Unter "Blast From The Past" erscheinen jeden Mittwoch Reviews zu Alben, die wir bislang nicht ausreichend gewürdigt haben. Hier gibt es alle bisher erschienenen Blast-From-The-Past-Reviews.



Noch im Jahr 2011 veröffentlichte Andy Marshall gemeinsam mit Scott McLean unter dem Namen FALLOCH mit „Where Distant Spirits Remain“ ein Album, das dem Solo-Weg von Erstgenanntem schon gewissermaßen vorgreifen sollte. Marshall selbst hatte zu diesem Zeitpunkt offenbar keine großen Ambitionen, seine Musik Live vorzustellen und FALLOCH entwickelte sich von einem Zwei-Mann-Projekt zu einer vollständigen Band. Untätig blieb allerdings auch der inzwischen 37-Jährige nicht und gründete 2012 sein eigenes Mutterschiff ÀRSAIDH, mit dessen Debütwerk „Roots“ er leider wieder bei einem indiskutabel zweifelhaften Label landete, dessen Katalog er einige Jahre früher mit einem genauso fragwürdigen Projekt bereits bediente.
Distanz von politischer Extreme
Von politisch extremen Ansichten hatte sich Marshall derweil distanziert, änderte den Bandnamen, offiziell aus Gründen der Aussprechbarkeit des Namens, in SAOR und traf glücklicherweise die Entscheidung, dieses Meisterwerk seiner Hörerschaft noch einmal ohne fades Geschmäckle zu präsentieren. Dieser Tage findet man das schottische Highland-Projekt mit dem neusten Album „Amidst The Ruins“ unter dem Banner von Season Of Mist und inhaltlich als absoluten Qualitätsgarant, was kitschbefreiten Folk-/Black Metal angeht. Und das, obwohl der Hauptprotagonist keineswegs nur auf Altbewährtes setzt, sondern seiner Musik ein hohes Maß an Entwicklungsspielraum zugesteht.
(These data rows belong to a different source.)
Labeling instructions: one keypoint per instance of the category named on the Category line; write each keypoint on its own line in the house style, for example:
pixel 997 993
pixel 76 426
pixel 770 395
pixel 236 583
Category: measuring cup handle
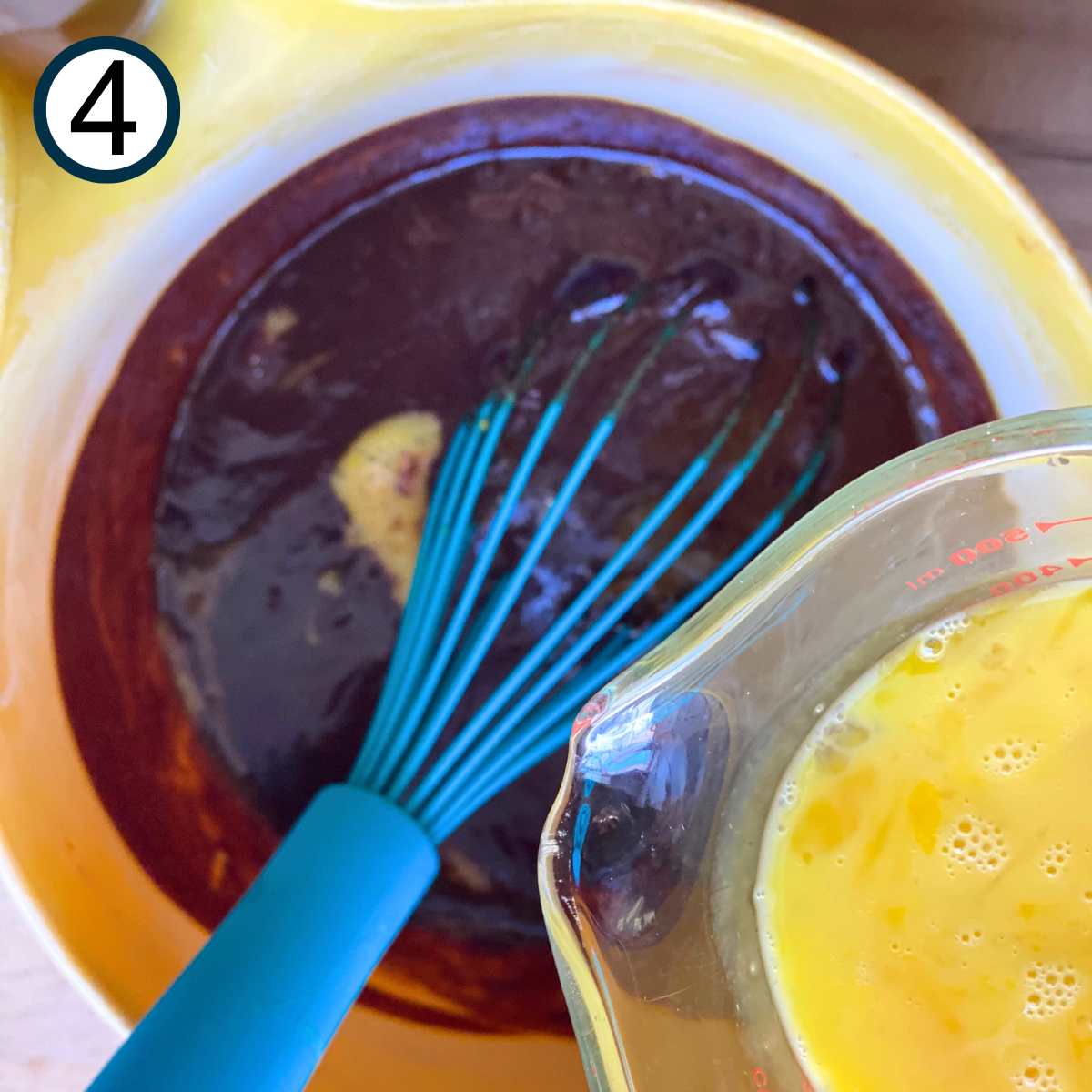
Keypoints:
pixel 260 1003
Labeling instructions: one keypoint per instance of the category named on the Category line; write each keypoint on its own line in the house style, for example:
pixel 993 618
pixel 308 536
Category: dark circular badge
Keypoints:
pixel 106 109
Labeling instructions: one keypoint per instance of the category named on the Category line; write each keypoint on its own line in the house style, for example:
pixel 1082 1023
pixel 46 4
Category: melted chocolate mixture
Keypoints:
pixel 278 625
Im Jahr 2013 arbeiten SAOR jedenfalls noch nicht mit einer schier endlosen Liste an Gastmusikern, viel mehr strickt Andy Marshall auf „Roots“ noch alles selbst und greift, neben den typisch metallischen Instrumenten, auch nur zu Keyboard, Violine und zur Tin Whistle. Folglich dürfte es wenig verwundern, dass das Debüt des Schotten im Vergleich nicht durch breitwandige Opulenz glänzt und sich stattdessen, ganz im Sinne des Titels, noch stärker auf die Wurzeln konzentriert. Doch schon mit dem selbstbetitelten Opener gelingt es dem Briten auf eine fast magische Weise, über eine Viertelstunde in kühlem Mystizismus wilder Hügellandschaften verstreichen und das Zeitgefühl schwinden zu lassen.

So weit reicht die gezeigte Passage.